5 Tips to Eliminate Sunday Anxiety
There are plenty of helpful tips to overcome general anxiety. Aiming to spend time outdoors, engaging in social interaction, and having exciting plans on the calendar can all be useful tools to take your mind off anxious thoughts. When it comes to Sunday night anxiety specifically, try these helpful tips:
- Create a predictable Sunday night routine. Saving your favorite TV show or having a special Sunday night dinner as a family can give you a reason to look forward to Sunday and prepare your mind for Monday morning.
- Prioritize sleep. Get to bed early to feel good when you wake up Monday morning. Aiming for at least 8 hours of sleep will reduce Sunday night anxiety and other anxiety in general.
- Get some exercise and spend time outdoors. Every Sunday, make a point to get outside and get some exercise. A walk or bike ride in the fresh air will do wonders for your anxiety!
- Create a Monday to-do list. Often, Sunday night anxiety stems from a feeling of overwhelm about Monday morning. Writing down a to-do list and ord them starting at 1. This can help reduce anxious thoughts and help you have a clear plan to tackle Monday morning.
- Plan something fun for the upcoming week. Ask yourself, “What am I doing for fun this week?” Sometimes, the best way to tackle Monday is to have something to look forward to later in the week! Planning a social event, going out to dinner, planning an outdoor adventure, etc. will help you look forward to the week rather than dread it.

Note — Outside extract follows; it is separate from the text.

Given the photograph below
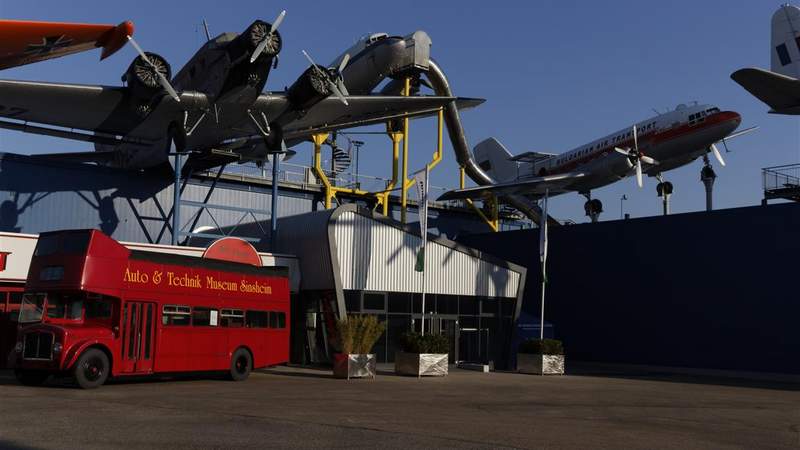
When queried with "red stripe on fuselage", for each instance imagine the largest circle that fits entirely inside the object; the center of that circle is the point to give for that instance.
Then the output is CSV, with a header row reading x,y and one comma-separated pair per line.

Help with Sunday Night Anxiety
Sunday night anxiety, and anxiety in general, can be frustrating at best and debilitating at worst. If your Sunday night anxiety significantly impacts your sleep or eating habits, it may be time to seek professional help.
If you or your child are experiencing mild anxiety around Sunday evenings and want to overcome that feeling of dread at the thought of Monday morning, the tips in this article can be effective.